Linear Algebra Notes

Notes on some linear algebra topics. Sometimes I find things are just stated as being obvious, for example, the dot product of two orthogonal vectors is zero. Well... why is this? The result was a pretty simple but nonetheless it took a little while to think it through properly. Hence, these notes... they started of as my musings on the "why", even if the "why" might be obvious to the rest of the world!

A lot of these notes are now just based on the amazing Khan Academy linear algebra tutorials. In fact, id say the vast majority are... they are literally just notes on Sal's lectures!

Another resource that is really worth watching is 3 Blue 1 Brown's series "The essence of linear algebra".

Page Contents

Vector Stuff

Vector Spaces


A vector is an element of a vector space. A vector space, also known as a linear space, V , is a set which has addition and scalar multiplication defined for it and satisfies the following for any vectors \vec u , \vec v , and \vec w and scalars c and d :

1 Closed under addition: \vec u + \vec v \in V
2 Communative: \vec u + \vec v = \vec v + \vec u
3 Associative: (\vec u + \vec v) + \vec w = \vec u + (\vec v + \vec w)
4 Additive identity: \vec 0 \in U, \text{i.e.,} \vec u + \vec 0 = \vec u
5 Inverse: \forall \vec u \in V, \exists -\vec u | \vec u + (-\vec u) = \vec 0
6 Closed under scalar multiply: c\vec u \in V
7 Distributive: c(\vec u + \vec v) = c\vec u + c\vec v
8 Distributive: (c + d)\vec u = c\vec u + d\vec u
9 Distributive: c(d\vec u) = (cd)\vec u
10 Multiply identity: 1 \vec u = \vec u

Functions Spaces

First let's properly define a function. If X and Y are sets and we have x \in X and y \in Y , we can form a set F that consists of ordered pairs (x_i, y_j) . If it is the case that (x_1, y_1) \in F \cap (x_1, y_2) \in F \implies y_1 == y_2 , then F is a function and we write y = F(x) . This is called being "single valued", i.e., each input to the function is unambiguous. Note, F(x) is not a function, it is the value returned by the function: F is the function that defines the mapping from elements in X (the domain) to the elements in Y (the range).

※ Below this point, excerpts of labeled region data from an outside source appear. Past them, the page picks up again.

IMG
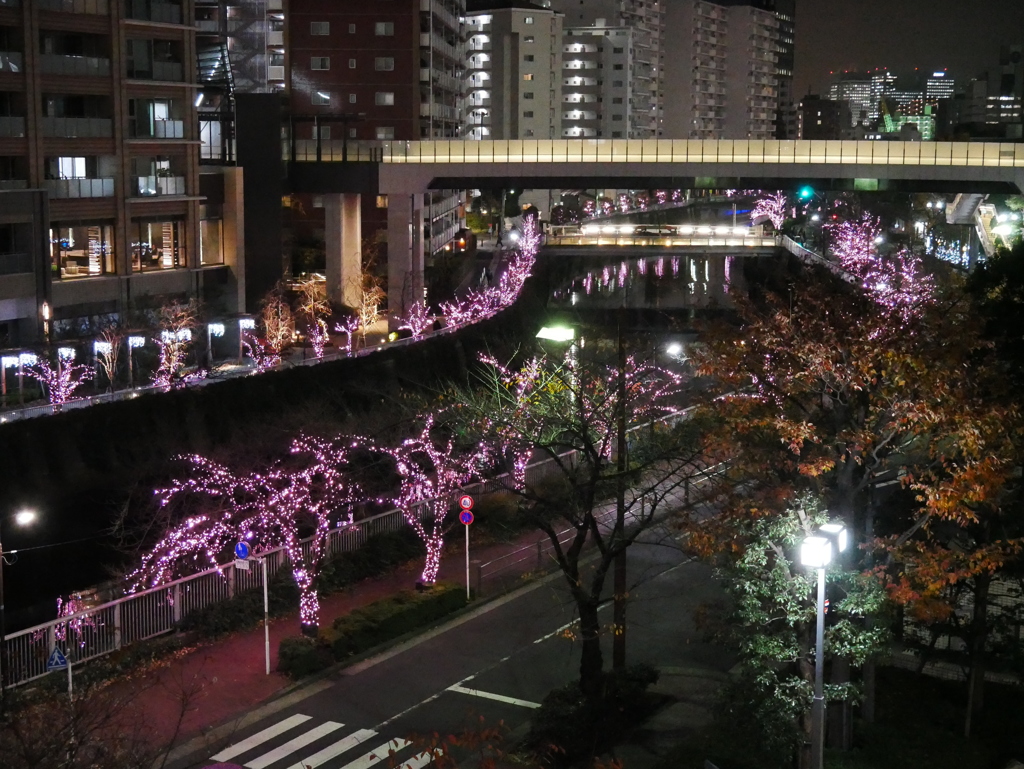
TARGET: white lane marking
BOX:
[341,738,413,769]
[447,684,541,709]
[398,751,434,769]
[210,714,312,761]
[290,729,377,769]
[244,721,344,769]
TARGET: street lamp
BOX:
[0,509,37,698]
[800,523,847,769]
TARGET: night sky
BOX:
[795,0,1024,98]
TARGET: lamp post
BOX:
[206,324,224,369]
[128,335,145,389]
[800,523,847,769]
[0,510,36,701]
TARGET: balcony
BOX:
[126,0,181,24]
[0,254,34,275]
[39,53,111,77]
[135,176,185,198]
[41,117,114,139]
[0,117,25,138]
[0,51,22,72]
[36,0,111,16]
[43,178,114,199]
[153,120,185,139]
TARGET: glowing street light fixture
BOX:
[800,522,847,769]
[0,508,38,698]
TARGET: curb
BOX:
[165,570,562,768]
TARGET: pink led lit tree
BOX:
[398,299,434,339]
[383,416,486,586]
[129,437,360,635]
[751,193,788,229]
[25,347,94,413]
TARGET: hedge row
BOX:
[278,583,466,679]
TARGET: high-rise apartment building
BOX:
[539,0,667,138]
[0,0,239,343]
[666,0,779,139]
[561,27,634,139]
[466,0,563,139]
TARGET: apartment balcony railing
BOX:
[36,0,111,15]
[43,178,114,199]
[39,53,111,77]
[135,176,185,198]
[0,117,25,138]
[0,51,22,72]
[153,120,185,139]
[41,117,114,139]
[0,254,33,275]
[127,0,181,24]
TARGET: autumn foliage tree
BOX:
[693,219,1018,749]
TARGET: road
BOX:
[176,530,731,769]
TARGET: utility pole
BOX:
[611,306,629,671]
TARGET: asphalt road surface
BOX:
[173,530,731,769]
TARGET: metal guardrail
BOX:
[0,410,689,686]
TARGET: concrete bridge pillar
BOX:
[324,194,362,307]
[387,195,423,326]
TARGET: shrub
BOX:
[322,583,466,660]
[278,636,334,678]
[527,665,658,766]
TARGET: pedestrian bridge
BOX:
[290,139,1024,195]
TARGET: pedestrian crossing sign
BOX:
[46,646,68,673]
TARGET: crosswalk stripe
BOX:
[341,737,412,769]
[398,751,434,769]
[289,729,377,769]
[210,714,312,761]
[245,721,344,769]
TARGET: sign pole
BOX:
[260,555,270,676]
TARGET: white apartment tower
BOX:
[666,0,779,139]
[466,0,562,139]
[561,27,634,139]
[538,0,663,138]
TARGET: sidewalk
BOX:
[113,531,569,745]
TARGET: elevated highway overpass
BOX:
[285,139,1024,311]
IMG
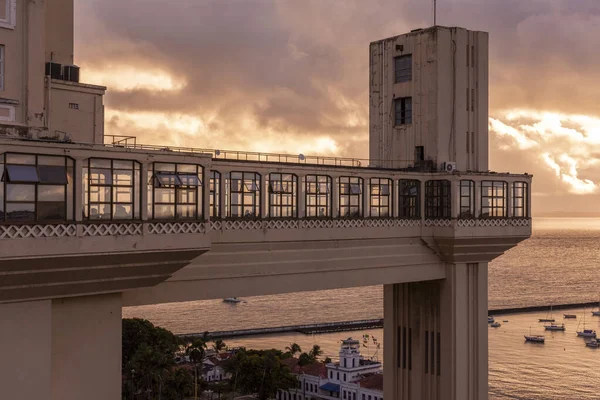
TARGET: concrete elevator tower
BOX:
[369,26,494,400]
[369,26,488,171]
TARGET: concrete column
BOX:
[139,163,152,221]
[50,293,122,400]
[440,263,488,400]
[202,167,211,221]
[0,300,52,400]
[331,176,340,218]
[296,175,306,218]
[0,293,122,400]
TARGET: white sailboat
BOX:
[577,308,596,339]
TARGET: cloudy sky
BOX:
[75,0,600,216]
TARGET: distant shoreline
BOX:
[177,302,599,339]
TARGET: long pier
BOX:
[178,302,599,339]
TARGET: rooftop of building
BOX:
[357,373,383,391]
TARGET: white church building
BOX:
[277,338,383,400]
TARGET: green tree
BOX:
[285,343,302,357]
[162,368,194,400]
[225,349,298,400]
[121,318,181,398]
[213,339,227,354]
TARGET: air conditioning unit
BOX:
[442,161,456,172]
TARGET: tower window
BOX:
[394,54,412,83]
[394,97,412,125]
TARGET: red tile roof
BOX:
[281,358,327,378]
[358,374,383,391]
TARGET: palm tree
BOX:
[213,339,227,354]
[185,339,206,399]
[308,344,323,360]
[285,343,302,356]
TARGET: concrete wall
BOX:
[369,26,488,171]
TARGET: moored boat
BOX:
[544,323,565,331]
[525,335,546,343]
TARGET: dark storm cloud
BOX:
[76,0,600,211]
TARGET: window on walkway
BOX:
[398,179,421,219]
[512,182,529,218]
[210,171,221,218]
[83,158,141,220]
[148,163,202,220]
[481,181,508,218]
[369,178,393,218]
[394,54,412,83]
[394,97,412,125]
[458,180,475,218]
[0,153,74,222]
[339,176,363,218]
[227,172,260,218]
[268,173,298,218]
[425,180,452,219]
[304,175,332,218]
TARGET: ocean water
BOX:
[123,218,600,399]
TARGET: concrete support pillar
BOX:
[296,175,306,218]
[383,263,488,400]
[0,294,122,400]
[440,263,488,400]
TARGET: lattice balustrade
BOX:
[425,219,452,228]
[510,218,531,226]
[456,219,477,228]
[221,219,262,231]
[335,219,365,228]
[302,219,335,229]
[398,219,421,228]
[0,224,77,239]
[148,222,206,235]
[265,219,300,229]
[82,223,142,236]
[477,218,510,228]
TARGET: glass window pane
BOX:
[113,169,133,186]
[6,184,35,202]
[177,205,196,218]
[6,203,35,221]
[113,187,132,203]
[90,158,110,168]
[38,165,67,185]
[154,204,175,219]
[6,153,35,165]
[37,201,67,221]
[113,204,132,219]
[90,204,111,219]
[90,168,112,185]
[5,165,40,182]
[178,174,200,186]
[38,156,66,167]
[90,186,111,203]
[38,185,65,201]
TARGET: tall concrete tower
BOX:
[369,26,488,171]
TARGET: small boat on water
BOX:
[576,309,596,339]
[223,297,243,303]
[525,335,546,343]
[544,323,565,331]
[525,327,546,343]
[538,306,555,322]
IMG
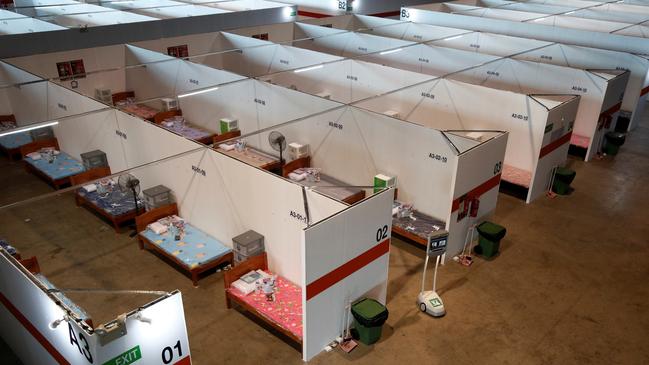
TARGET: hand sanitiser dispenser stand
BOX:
[417,231,448,317]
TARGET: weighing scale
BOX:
[417,230,448,317]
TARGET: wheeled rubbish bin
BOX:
[352,298,388,345]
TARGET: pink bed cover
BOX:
[502,165,532,188]
[570,133,590,148]
[228,270,302,338]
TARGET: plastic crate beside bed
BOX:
[135,203,233,286]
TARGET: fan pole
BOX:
[131,186,140,215]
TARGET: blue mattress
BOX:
[36,274,90,320]
[78,189,144,217]
[140,223,232,269]
[0,132,33,150]
[25,152,85,180]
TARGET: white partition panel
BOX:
[302,189,394,361]
[360,44,629,160]
[7,45,125,96]
[0,251,191,365]
[264,60,433,103]
[401,4,649,54]
[354,79,579,202]
[179,80,339,134]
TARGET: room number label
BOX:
[162,340,183,364]
[494,161,503,175]
[68,322,93,364]
[376,225,389,242]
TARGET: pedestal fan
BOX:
[117,174,140,237]
[268,131,286,166]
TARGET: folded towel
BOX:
[27,152,41,161]
[83,184,97,193]
[219,143,234,151]
[288,172,307,181]
[149,222,167,234]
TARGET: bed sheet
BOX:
[161,119,214,140]
[35,274,90,320]
[392,201,446,241]
[78,188,144,217]
[228,274,302,338]
[140,223,232,269]
[25,151,85,180]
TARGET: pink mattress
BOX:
[121,104,158,119]
[501,165,532,188]
[570,133,590,148]
[228,276,302,338]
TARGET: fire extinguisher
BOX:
[469,198,480,218]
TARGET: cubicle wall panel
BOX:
[54,110,128,173]
[0,254,98,364]
[447,133,509,256]
[302,189,394,361]
[7,45,125,96]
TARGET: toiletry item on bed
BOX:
[83,184,97,193]
[149,222,168,234]
[219,143,234,151]
[232,270,271,295]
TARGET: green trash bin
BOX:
[473,222,507,258]
[352,298,388,345]
[552,167,577,195]
[604,132,626,156]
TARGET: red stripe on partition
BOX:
[370,10,401,18]
[640,86,649,96]
[0,293,70,365]
[174,356,192,365]
[600,102,622,116]
[306,238,390,300]
[451,174,502,213]
[539,131,572,158]
[297,10,333,18]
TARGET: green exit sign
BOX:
[103,346,142,365]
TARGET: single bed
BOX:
[135,203,234,286]
[223,253,302,345]
[153,109,214,145]
[70,167,144,233]
[0,114,33,159]
[19,257,93,327]
[20,138,85,189]
[214,141,281,171]
[112,91,165,122]
[282,156,365,204]
[501,164,532,189]
[392,200,446,246]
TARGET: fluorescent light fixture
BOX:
[178,86,219,99]
[293,65,324,74]
[443,35,462,41]
[0,120,59,137]
[379,48,403,55]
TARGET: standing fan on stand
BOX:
[117,174,140,237]
[268,131,286,168]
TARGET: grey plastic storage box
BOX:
[232,230,264,264]
[142,185,171,211]
[29,127,54,141]
[81,150,108,169]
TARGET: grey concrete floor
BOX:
[0,106,649,364]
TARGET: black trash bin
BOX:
[604,132,626,155]
[352,298,388,345]
[473,222,507,258]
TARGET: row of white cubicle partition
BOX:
[0,2,649,362]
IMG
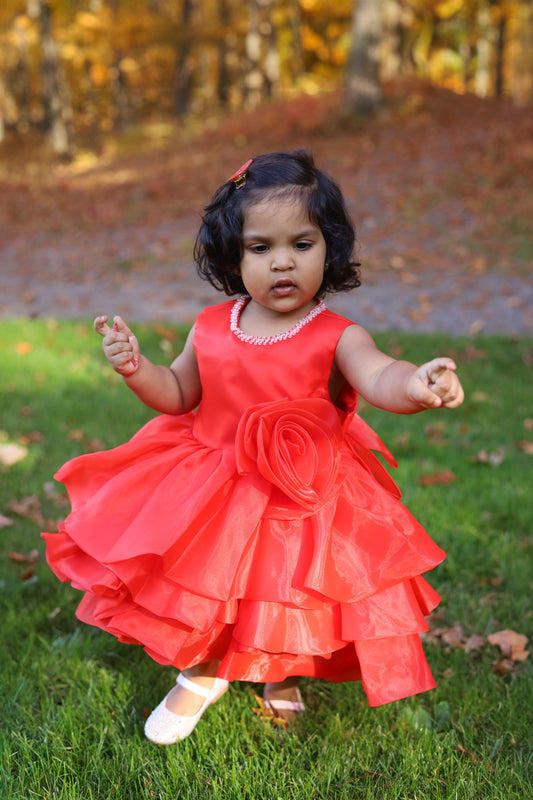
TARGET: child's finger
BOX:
[93,314,112,336]
[113,316,134,339]
[426,358,457,384]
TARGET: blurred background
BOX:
[0,0,533,159]
[0,0,533,333]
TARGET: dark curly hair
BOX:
[194,150,361,297]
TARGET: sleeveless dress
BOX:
[43,298,445,705]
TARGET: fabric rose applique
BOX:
[235,397,342,510]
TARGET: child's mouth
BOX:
[272,281,296,297]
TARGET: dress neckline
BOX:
[230,294,327,345]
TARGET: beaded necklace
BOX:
[230,295,326,345]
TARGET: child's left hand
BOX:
[407,358,464,408]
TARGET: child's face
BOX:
[240,197,326,313]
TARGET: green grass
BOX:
[0,321,533,800]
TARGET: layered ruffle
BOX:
[43,398,444,705]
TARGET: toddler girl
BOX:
[44,151,463,744]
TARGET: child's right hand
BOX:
[94,315,141,376]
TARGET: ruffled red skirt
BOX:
[43,406,445,705]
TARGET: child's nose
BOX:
[272,249,294,270]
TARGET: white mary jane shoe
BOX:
[263,687,305,716]
[144,672,229,744]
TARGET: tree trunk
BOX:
[174,0,193,117]
[33,0,74,161]
[261,0,280,100]
[475,8,491,97]
[217,0,231,109]
[343,0,383,116]
[494,9,507,97]
[288,0,305,82]
[244,0,264,108]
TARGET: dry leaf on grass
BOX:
[417,469,456,486]
[487,630,529,661]
[250,689,289,730]
[474,447,506,467]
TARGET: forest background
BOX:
[0,0,533,160]
[0,0,533,800]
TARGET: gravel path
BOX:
[0,218,533,336]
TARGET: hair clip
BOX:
[228,158,253,189]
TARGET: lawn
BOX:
[0,320,533,800]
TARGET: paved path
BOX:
[0,220,533,336]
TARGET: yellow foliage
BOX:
[91,63,109,86]
[302,25,322,51]
[435,0,465,19]
[120,57,139,75]
[76,11,104,31]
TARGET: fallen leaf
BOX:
[464,633,485,653]
[474,447,506,467]
[492,658,515,676]
[441,625,464,649]
[9,550,39,564]
[487,629,529,661]
[250,689,289,730]
[417,469,456,486]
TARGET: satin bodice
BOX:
[194,301,355,448]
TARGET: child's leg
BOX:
[263,676,303,722]
[166,661,220,717]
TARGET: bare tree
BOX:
[343,0,384,116]
[28,0,74,161]
[174,0,194,117]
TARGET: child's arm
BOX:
[94,316,202,414]
[335,325,464,414]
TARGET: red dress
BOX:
[43,300,445,705]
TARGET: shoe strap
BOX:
[176,672,216,697]
[265,700,305,711]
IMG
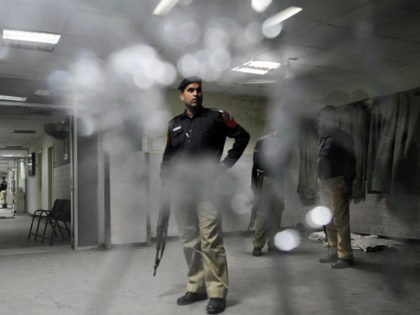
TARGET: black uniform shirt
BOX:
[162,107,249,174]
[318,128,356,182]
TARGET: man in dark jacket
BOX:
[0,176,7,208]
[251,130,290,256]
[318,105,356,269]
[161,77,249,314]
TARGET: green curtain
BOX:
[367,91,420,193]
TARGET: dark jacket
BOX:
[0,180,7,191]
[161,107,249,172]
[251,132,290,190]
[318,128,356,183]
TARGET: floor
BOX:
[0,218,420,315]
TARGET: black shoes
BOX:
[176,291,207,305]
[252,247,262,257]
[331,258,353,269]
[176,291,226,314]
[206,298,226,314]
[319,254,338,264]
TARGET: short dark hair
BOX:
[318,105,337,117]
[178,76,201,92]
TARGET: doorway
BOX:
[0,103,71,250]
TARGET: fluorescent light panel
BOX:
[3,29,61,45]
[153,0,179,15]
[0,95,26,102]
[232,60,280,75]
[263,7,303,27]
[3,29,61,51]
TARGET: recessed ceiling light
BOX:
[263,7,303,28]
[153,0,179,15]
[3,29,61,51]
[232,60,280,75]
[0,95,26,102]
[35,89,51,96]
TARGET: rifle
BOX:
[248,169,264,232]
[153,201,171,276]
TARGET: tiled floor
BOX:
[0,224,420,315]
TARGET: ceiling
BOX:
[0,0,420,153]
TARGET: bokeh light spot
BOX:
[274,229,301,251]
[305,206,332,228]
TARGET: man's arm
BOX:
[223,112,250,167]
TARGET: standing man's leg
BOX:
[198,201,229,314]
[174,203,207,305]
[331,176,353,267]
[318,179,338,263]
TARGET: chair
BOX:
[28,199,71,245]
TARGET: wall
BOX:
[107,86,420,244]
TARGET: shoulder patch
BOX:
[211,108,237,128]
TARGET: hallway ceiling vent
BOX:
[13,129,36,134]
[44,121,69,140]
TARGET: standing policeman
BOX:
[161,77,249,314]
[251,130,291,256]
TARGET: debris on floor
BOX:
[308,231,402,252]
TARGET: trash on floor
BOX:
[308,231,402,252]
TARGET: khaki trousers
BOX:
[318,176,353,259]
[174,197,229,298]
[0,190,7,205]
[252,177,284,249]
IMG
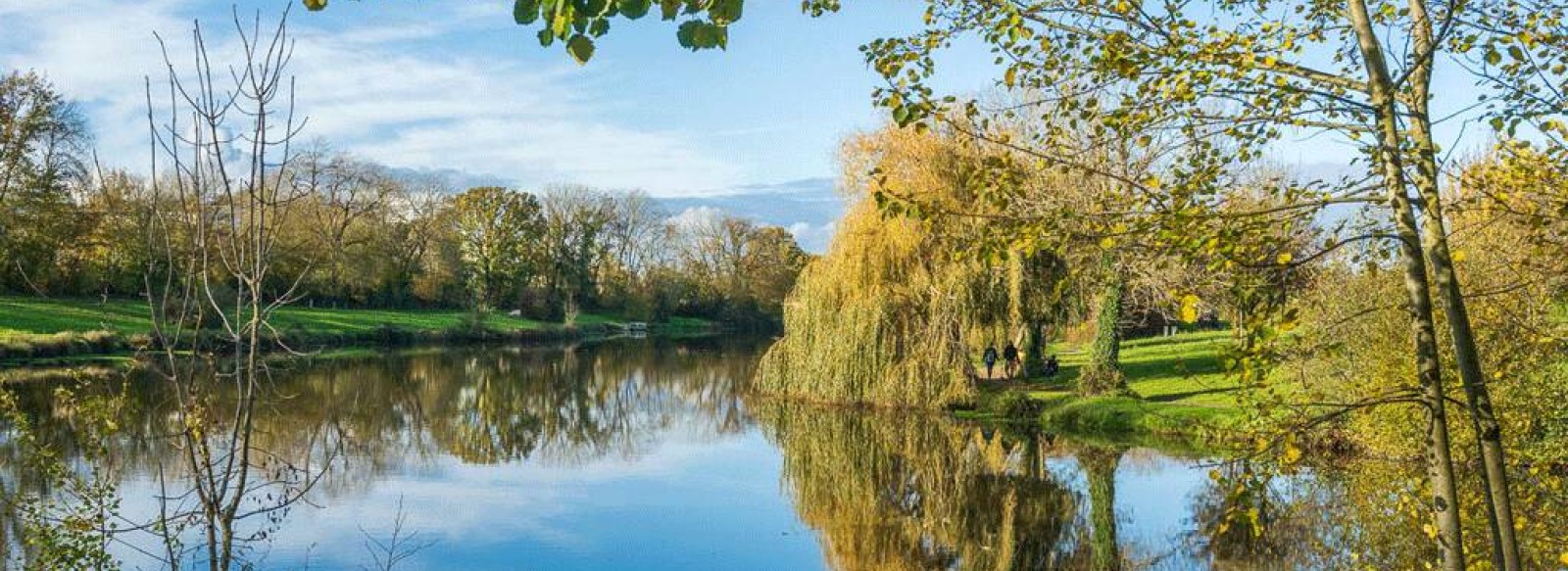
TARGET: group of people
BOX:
[980,342,1061,378]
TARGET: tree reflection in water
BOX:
[0,341,1560,571]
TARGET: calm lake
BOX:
[0,339,1511,569]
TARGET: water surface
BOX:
[0,339,1524,569]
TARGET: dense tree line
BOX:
[0,72,808,326]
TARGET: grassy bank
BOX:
[964,331,1237,441]
[0,297,715,364]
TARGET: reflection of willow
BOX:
[1076,446,1123,571]
[758,404,1076,569]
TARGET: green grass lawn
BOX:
[959,331,1237,436]
[0,297,693,336]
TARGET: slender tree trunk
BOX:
[1347,0,1464,571]
[1024,320,1046,376]
[1409,0,1521,571]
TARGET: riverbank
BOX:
[958,331,1241,447]
[0,297,718,367]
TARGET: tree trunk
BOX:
[1079,254,1127,396]
[1024,320,1048,372]
[1409,0,1521,571]
[1347,0,1464,571]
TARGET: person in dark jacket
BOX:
[980,344,996,378]
[1002,342,1021,378]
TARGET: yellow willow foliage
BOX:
[756,402,1084,571]
[756,130,1025,407]
[758,201,974,407]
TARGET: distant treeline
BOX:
[0,73,808,326]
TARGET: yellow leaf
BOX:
[1179,294,1198,323]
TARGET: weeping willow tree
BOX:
[758,128,1056,407]
[758,402,1087,571]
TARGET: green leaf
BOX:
[578,0,610,16]
[708,0,745,25]
[892,105,909,127]
[659,0,680,21]
[517,0,539,25]
[566,34,593,65]
[616,0,654,21]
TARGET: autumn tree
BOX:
[0,72,89,294]
[452,187,544,312]
[847,0,1568,569]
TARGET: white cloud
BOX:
[0,0,742,196]
[787,221,839,253]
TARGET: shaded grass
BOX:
[962,331,1237,446]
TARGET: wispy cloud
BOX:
[0,0,742,196]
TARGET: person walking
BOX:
[980,342,996,380]
[1002,342,1019,378]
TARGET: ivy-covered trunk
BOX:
[1079,254,1127,396]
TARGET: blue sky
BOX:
[0,0,986,196]
[0,0,1476,250]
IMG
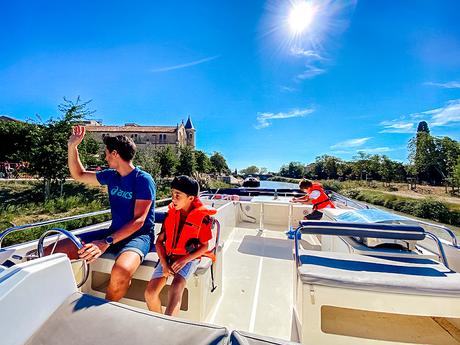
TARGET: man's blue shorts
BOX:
[78,229,153,261]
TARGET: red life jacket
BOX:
[164,198,217,261]
[307,183,335,210]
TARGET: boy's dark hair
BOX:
[299,179,313,189]
[171,175,200,196]
[103,135,136,162]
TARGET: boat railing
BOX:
[0,198,171,248]
[294,221,450,269]
[0,209,110,248]
[400,218,460,249]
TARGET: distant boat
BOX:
[243,175,260,187]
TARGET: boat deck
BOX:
[207,223,294,340]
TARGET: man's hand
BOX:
[78,240,109,264]
[171,256,190,273]
[67,125,85,147]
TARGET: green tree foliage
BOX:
[177,146,196,176]
[210,152,230,174]
[195,150,211,174]
[435,137,460,177]
[409,123,460,184]
[453,157,460,186]
[78,133,106,167]
[280,162,305,178]
[30,97,93,199]
[417,121,430,134]
[240,165,260,175]
[157,146,179,177]
[0,121,39,162]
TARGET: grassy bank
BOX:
[343,189,460,226]
[270,176,460,226]
[0,179,229,246]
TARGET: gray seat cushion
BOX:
[298,250,460,297]
[230,331,299,345]
[26,293,228,345]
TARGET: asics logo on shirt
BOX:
[110,186,133,200]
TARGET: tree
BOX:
[158,146,179,177]
[30,97,94,199]
[240,165,259,175]
[408,131,444,184]
[279,162,305,178]
[453,157,460,186]
[177,146,196,176]
[0,120,39,162]
[210,152,230,174]
[195,150,211,174]
[435,137,460,177]
[417,121,430,134]
[78,133,106,167]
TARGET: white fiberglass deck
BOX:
[207,223,294,340]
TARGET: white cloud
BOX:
[255,108,314,129]
[291,47,324,60]
[425,99,460,127]
[296,66,326,80]
[151,55,220,73]
[331,137,371,149]
[281,85,296,92]
[424,81,460,89]
[379,99,460,134]
[358,146,393,153]
[379,120,415,133]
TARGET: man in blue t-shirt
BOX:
[68,126,155,301]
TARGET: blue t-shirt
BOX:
[96,168,156,237]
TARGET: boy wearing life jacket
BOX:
[291,179,335,220]
[145,175,217,315]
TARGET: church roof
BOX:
[185,116,195,129]
[85,126,177,133]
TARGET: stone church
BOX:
[84,116,196,149]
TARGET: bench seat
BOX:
[298,249,460,297]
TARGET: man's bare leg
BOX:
[105,251,141,301]
[165,274,187,316]
[144,277,168,313]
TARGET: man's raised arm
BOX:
[67,126,99,186]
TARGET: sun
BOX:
[288,1,316,34]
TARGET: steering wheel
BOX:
[37,228,89,288]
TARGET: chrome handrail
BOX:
[37,228,89,288]
[0,198,172,248]
[0,209,110,248]
[405,217,460,249]
[425,231,450,270]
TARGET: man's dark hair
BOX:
[103,135,136,162]
[299,179,312,189]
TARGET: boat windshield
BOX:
[336,208,407,223]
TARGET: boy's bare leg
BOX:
[144,277,167,313]
[105,251,141,301]
[165,274,187,316]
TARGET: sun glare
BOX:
[289,1,315,34]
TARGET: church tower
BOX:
[185,115,196,149]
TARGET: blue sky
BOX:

One example of a vector space is the set of real-valued functions of a real variable, defined on the domain [a \le x \le b] . I.e., we're talking about \{f_1, f_2, \ldots, f_n\} where each f_i is a function. In other words, f_i : \mathbb{R} \rightarrow \mathbb{R} with the aforementioned restriction on the domain.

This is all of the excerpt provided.